= Danger: Low Brow =

Danger: Low Brow was a comedy show on Melbourne radio station 3RRR from 1985 to 1991, before moving to Triple M and then Fox FM.

==Members and Where Are They Now==
The original members of the show were:

- Leaping Larry L, formerly writing for The Age newspaper, former co-host of now-defunct radio show All Over The Shop on 102.7 3RRR Thursdays at 2pm, writes on Leaping Larry L's crappy blog.
- Dennis Twilight (aka Dennis Tomaras).
- The Audio Assassin (aka David Armstrong) Currently reading the news on Melbourne radio's 3AW.
- Brett Duck (aka Brett McLeod) Currently reporting/reading the news on Melbourne television's Nine Network.

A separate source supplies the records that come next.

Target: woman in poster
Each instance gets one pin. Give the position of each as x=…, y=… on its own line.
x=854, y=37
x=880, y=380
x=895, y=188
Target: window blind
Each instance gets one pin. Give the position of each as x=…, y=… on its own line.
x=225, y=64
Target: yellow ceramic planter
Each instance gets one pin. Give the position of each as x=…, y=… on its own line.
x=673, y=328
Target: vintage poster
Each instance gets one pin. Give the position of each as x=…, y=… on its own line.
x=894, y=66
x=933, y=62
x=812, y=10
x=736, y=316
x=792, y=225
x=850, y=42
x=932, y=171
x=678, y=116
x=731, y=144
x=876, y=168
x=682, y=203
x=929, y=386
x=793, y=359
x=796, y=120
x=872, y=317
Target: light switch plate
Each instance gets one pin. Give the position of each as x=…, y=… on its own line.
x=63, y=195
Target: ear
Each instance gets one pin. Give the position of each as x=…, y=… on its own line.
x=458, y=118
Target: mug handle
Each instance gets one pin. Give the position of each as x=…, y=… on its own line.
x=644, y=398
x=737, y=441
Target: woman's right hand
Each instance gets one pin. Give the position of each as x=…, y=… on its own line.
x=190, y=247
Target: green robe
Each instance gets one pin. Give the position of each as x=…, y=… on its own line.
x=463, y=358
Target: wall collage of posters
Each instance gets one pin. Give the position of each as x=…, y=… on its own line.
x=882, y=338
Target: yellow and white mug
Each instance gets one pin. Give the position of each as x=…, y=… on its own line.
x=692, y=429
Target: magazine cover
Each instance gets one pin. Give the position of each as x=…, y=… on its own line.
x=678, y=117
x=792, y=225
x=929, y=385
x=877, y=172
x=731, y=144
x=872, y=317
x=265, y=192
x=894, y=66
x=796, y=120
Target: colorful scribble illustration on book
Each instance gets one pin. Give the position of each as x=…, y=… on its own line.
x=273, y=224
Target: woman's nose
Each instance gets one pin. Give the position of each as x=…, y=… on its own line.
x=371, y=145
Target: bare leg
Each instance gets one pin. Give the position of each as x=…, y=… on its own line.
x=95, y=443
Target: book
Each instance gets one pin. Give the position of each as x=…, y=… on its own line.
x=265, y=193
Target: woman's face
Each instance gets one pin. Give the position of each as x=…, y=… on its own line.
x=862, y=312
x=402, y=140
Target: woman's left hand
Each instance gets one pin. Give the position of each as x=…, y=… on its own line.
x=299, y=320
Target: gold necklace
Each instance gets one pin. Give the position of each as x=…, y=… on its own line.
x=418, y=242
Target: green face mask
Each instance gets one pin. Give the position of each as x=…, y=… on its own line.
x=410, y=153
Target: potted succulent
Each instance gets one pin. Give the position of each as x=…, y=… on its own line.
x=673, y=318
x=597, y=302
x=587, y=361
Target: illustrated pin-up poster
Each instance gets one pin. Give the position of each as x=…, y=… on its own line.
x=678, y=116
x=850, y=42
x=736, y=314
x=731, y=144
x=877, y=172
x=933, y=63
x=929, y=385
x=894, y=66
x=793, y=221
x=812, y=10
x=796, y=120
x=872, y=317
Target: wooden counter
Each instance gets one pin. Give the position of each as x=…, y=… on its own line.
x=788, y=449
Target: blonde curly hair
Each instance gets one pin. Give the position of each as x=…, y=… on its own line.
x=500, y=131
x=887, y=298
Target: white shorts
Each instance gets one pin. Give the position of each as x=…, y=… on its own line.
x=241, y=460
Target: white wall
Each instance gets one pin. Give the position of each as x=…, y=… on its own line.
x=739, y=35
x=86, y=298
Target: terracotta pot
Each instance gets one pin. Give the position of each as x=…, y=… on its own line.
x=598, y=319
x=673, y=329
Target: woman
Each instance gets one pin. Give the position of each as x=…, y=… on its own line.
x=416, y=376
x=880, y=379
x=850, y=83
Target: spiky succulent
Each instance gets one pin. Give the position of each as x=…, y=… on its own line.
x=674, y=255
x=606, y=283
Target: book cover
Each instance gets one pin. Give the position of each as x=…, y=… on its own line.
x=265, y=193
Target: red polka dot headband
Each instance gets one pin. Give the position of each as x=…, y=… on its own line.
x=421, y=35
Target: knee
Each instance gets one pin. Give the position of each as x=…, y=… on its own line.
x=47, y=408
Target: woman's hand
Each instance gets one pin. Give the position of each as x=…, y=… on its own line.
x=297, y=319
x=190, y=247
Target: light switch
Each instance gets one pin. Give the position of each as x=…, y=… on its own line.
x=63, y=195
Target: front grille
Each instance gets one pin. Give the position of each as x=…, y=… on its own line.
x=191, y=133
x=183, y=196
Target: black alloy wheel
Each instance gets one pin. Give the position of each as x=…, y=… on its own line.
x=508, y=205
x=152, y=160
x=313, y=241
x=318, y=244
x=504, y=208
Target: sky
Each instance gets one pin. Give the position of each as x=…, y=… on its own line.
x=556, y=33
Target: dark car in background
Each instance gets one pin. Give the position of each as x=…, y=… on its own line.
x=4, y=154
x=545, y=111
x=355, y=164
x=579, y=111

==The Arriba! Sessions (Album)==
This album featured sketches which originated on the show from 1985 to 1989, completely re-recorded and issued in 1989, on cassette only. It included a number of ad parodies, the mock Beatles historical documentary "Do-It-Yourself Beatles", the fabricated movie trailer "Kung Fu Rabbi", and a travesty on English soccer commentary entitled "Big Genital Soccer".

==Appetite For Arriba! (Album)==
An album of sketches originating on the show from 1988 to 1990, re-recorded and released in 1990, on vinyl LP and cassette.